Engineering the I/O port

Using computational materials science, we can engineer the charge port interface to improve the corrosion resistance of smartphone connectors. Gold and nickel both readily electrochemically dissolve in salt water at the voltages typical of mobile phone charging. By engineering a stack of coatings on the charging interface, we can tailor the corrosion resistance performance to optimize it for durability and cost. Some of the best-plated stacks in smartphones today start with corrosion resistant alloys made up of a layer of smoothing copper, then add a hard, durable, and corrosion-resistant layer of nanocrystalline nickel-tungsten, followed by layers of palladium and a top coat of platinum or rhodium.

The top coats of platinum and rhodium are particularly adept at splitting water into its elemental components of hydrogen and oxygen when exposed to water under an electrochemical electrical bias. As such, during a charge event, the applied voltage in the charger acts to split the water into its gaseous components, which quickly and harmlessly emanate from the interface. The nanocrystalline nickel layer supports the precious metals during the mechanical challenge of multiple mate/unmate cycles.

The need for a strong and durable underlayer became more evident as we partnered with phone OEMs to create new test methods for this emerging technology. While exposure to sweat as a corrosive media was a suitable and realistic accelerant, we also need to incorporate the impact that mechanical mating would have on the contact interface. The electrical contacts in the charge port can be as thin as knife blades and scrape across each other during each mating cycle. This action can scratch and damage the thin coatings used to protect the delicate contacts. Most consumer electronics companies now include both mechanical mating and electrochemical testing as part of the qualification protocol.

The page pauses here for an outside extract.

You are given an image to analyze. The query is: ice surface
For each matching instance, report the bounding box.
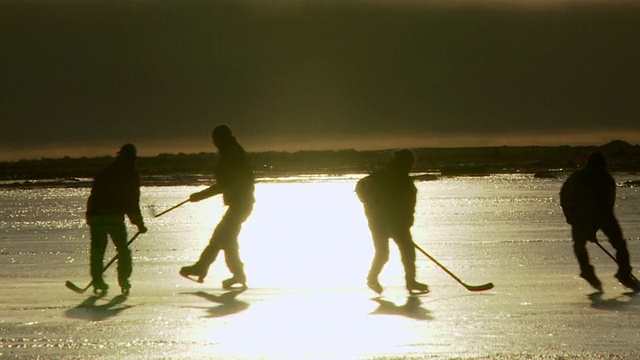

By leveraging knowledge of materials science and stack development for corrosion protection, Xtalic worked with the industry to create test standards and technology approaches for waterproof smartphones that reduce customer warranty returns and therefore lowering the overall cost to the consumer. As an engineer working on these devices, and more importantly, as a user of them, I am grateful for the improved durability that enables us to take our phones to the beach and charge them in less than half the time it used to take.